Primary LanguagePythonGNU General Public License v3.0GPL-3.0

ARCfs

ARCfs is a experimental implementation of a PyFilesystem2 filesystem abstraction for GitLab.
Through this, ARCfs provides a filesystem-like view of DataPLANT DataHUB ARCs in Python.

Installation

ARCfs is available as pip package.

pip install gitlab-arc-fs

Alternatively:

  1. Download / clone Repository
  2. Change directory into ARCfs
  3. Run pip install .

NOTE: For read acces, an API token with the scope "read_api" is sufficient. For write access the scope "api" is requiered. You can find more information here.

Getting started

Creating an ARCfs object

To create an ARCfs object directly, you can use the following Code.

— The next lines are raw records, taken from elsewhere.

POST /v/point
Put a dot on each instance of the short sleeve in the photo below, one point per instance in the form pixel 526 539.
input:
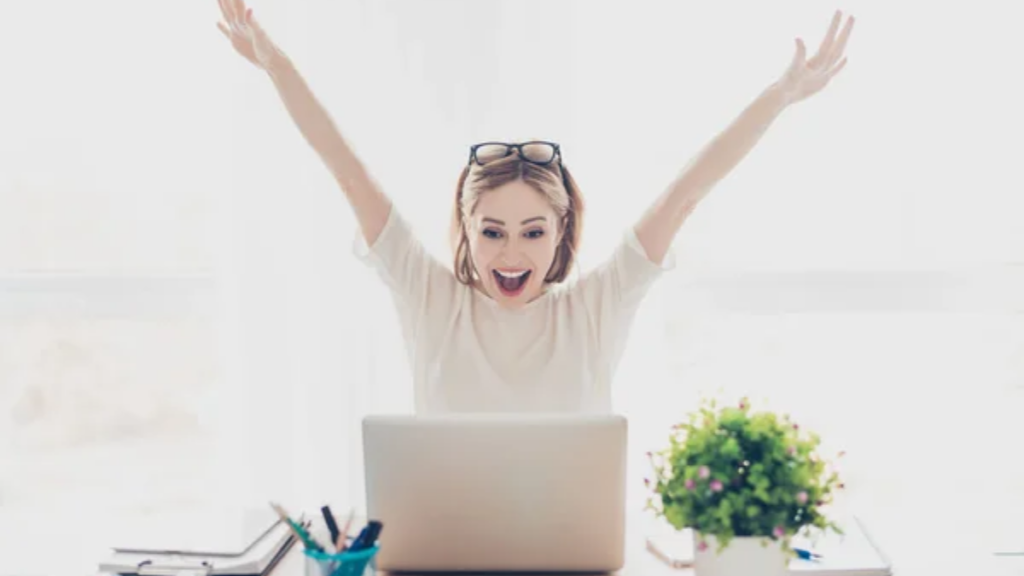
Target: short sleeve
pixel 613 292
pixel 418 282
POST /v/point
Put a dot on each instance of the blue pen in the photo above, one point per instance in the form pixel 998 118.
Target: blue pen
pixel 806 554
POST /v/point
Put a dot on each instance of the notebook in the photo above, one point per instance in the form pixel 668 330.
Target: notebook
pixel 853 553
pixel 258 558
pixel 226 531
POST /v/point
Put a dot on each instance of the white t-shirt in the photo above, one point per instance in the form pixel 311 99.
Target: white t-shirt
pixel 467 354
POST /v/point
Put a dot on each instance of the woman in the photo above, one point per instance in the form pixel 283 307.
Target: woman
pixel 503 331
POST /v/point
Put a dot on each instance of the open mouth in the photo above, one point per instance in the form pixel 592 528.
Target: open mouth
pixel 511 284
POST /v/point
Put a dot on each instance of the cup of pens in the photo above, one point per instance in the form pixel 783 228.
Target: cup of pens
pixel 336 553
pixel 347 563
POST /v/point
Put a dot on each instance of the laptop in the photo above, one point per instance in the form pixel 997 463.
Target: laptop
pixel 498 492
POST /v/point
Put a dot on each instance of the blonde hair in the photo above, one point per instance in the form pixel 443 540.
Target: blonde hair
pixel 552 181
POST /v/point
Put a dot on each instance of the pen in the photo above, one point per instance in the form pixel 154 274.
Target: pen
pixel 368 537
pixel 340 542
pixel 306 538
pixel 806 554
pixel 331 524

from gitlab_arc_fs.arc_fs import ARCfs

# To use the DataHUB GitLab Server: "https://git.nfdi4plants.org/"
server_url = "<URL_to_GitLab_Server>"
access_token = "<GitLab_API_access_token>"

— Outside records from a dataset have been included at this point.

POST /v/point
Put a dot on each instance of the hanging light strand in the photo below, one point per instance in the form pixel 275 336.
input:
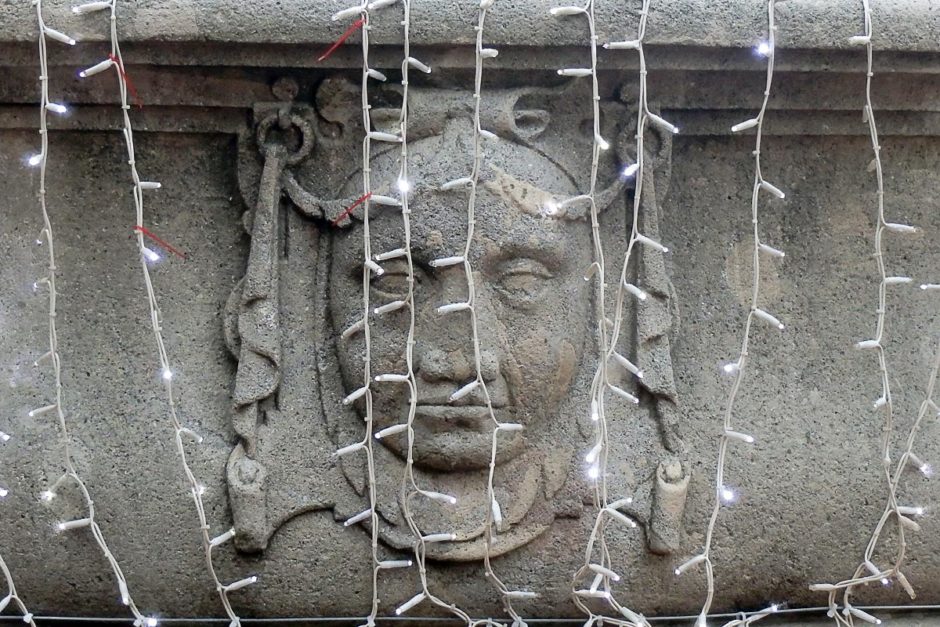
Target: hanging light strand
pixel 372 268
pixel 70 471
pixel 599 569
pixel 730 436
pixel 868 571
pixel 470 184
pixel 197 490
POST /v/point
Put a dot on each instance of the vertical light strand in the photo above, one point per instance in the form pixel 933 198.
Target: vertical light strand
pixel 903 515
pixel 608 511
pixel 471 184
pixel 369 266
pixel 197 490
pixel 12 596
pixel 730 436
pixel 70 471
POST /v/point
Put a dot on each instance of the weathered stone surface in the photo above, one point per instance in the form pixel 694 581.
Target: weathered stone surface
pixel 252 317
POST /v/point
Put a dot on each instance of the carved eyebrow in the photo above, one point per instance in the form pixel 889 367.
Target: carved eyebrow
pixel 552 253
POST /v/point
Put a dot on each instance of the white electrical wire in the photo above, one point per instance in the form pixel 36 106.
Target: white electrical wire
pixel 70 473
pixel 116 60
pixel 903 515
pixel 600 569
pixel 370 268
pixel 723 493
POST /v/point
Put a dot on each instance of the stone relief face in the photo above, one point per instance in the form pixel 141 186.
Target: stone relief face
pixel 532 309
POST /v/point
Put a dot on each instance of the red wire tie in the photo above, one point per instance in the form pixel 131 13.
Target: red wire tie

arc_fs = ARCfs(access_token, server_url)

FS URLs

Useful for creating filesystems from a configuration file or the command line. Creates an instance of ARCfs with a URL comparable to one you would use in a browser.

from fs import open_fs

arc_fs = open_fs("arcfs://<GitLab_API_access_token>@<URL_to_GitLab_Server>")

The open_fs() function can also be used as context manager:

from fs import open_fs

with open_fs("arcfs://<GitLab_API_access_token>@<URL_to_GitLab_Server>") as arc_fs:
    # Do something with arc_fs here.

Usage

Bellow some examples how an ARCfs instance can be used.

List directory content:

# list all ARCs / repos a user has access to (with the given API token).
arcs = arc_fs.listdir("/")

# list files/dirs inside a repository
files = arc_fs.listdir("<namespace>-<reponame>/<path_inside_repository>")

NOTE: In the <namespace> part, replace "." with "_", e.g. "firstname.lastname" -> "firstname_lastname".

Open/Download a file

# using fs.open
with open("<local_path>", "wb") as local_file:
    with arc_fs.open("<remote_path>", mode="rb") as remote_file:
        for byte in iter(lambda: remote_file.read(4096), b""):
            local_file.write(byte)

# using fs.download
with open("<local_path>", "wb") as local_file:
    arc_fs.download("<remote_path>", local_file)

Creating directories and uploading files

with open("<local_path>", "rb") as local_file:
    if not arc_fs.isdir("<remote_path>"):
        openfs.makedirs("<remote_path>")
    # It would also be possible to open a remote file in write modus,
    # but the upload function is preferable.
    arc_fs.upload("<remote_path>", local_file)

NOTE: Since GitLab has no real concept of directories, a newly created directory does not become permanent until a file is placed in that directory.

More information about the PyFilesystem API can be founde here.

Further important information

ARCfs does not support setting file information nor the deletion of directories or files (setinfo(), remove(), removedir()).

Upon performing any write operation with ARCfs, the file in question is uploaded as LFS file, a new branch is created and pointer file is commited in the newly created branch. Finally, a merge request into the main branch is created.